The following are definitions of the word 'estate':

estate {noun} = 1. An area or amount of land or property, in particular

= 3. {archaic or literary} A particular state, period, or condition in life

The following is its etymology given by [Etymonline]:

early 13c., "rank, standing, condition," from Anglo-French astat, Old French estat "state, position, condition, health, status, legal estate" (13c., Modern French « état »), from Latin status "state or condition, position, place; social position of the aristocracy," from PIE root *sta- "to stand" (see stet).

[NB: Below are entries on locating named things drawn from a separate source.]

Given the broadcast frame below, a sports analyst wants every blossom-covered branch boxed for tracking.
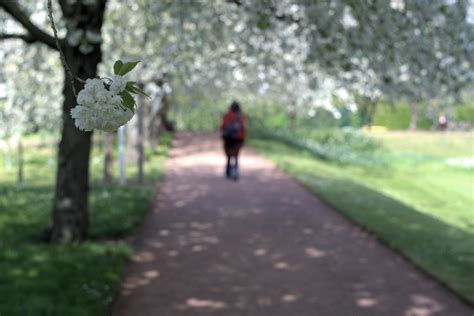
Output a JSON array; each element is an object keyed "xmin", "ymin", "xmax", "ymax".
[{"xmin": 48, "ymin": 0, "xmax": 85, "ymax": 97}]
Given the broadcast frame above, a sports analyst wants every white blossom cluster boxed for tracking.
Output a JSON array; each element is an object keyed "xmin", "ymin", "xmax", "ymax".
[{"xmin": 71, "ymin": 75, "xmax": 134, "ymax": 132}]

For the excrescent e-, see e-. Sense of "property" is late 14c., from that of "worldly prosperity;" specific application to "landed property" (usually of large extent) is first recorded in American English 1620s.
A native word for this was Middle English ethel (Old English æðel) "ancestral land or estate, patrimony." Meaning "collective assets of a dead person or debtor" is from 1830.

My question: how did definition 3 evolve into 1? Etymonline doesn't explain the bolded terms.

I read but don't quote OED; it's too terse.

Etymonline's reference to the Modern French noun « état » worsens my confusion, because (AFAIK) « état » matches only definition 3 of estate above, and has never embraced definition 1. Does this deficiency relate somehow\ to how Definition 3 jumped to Definition 1?

Best Answer

Well, someone with some status (def 3) frequently owned land (def 1) in times past.

I don't see the transition being that difficult.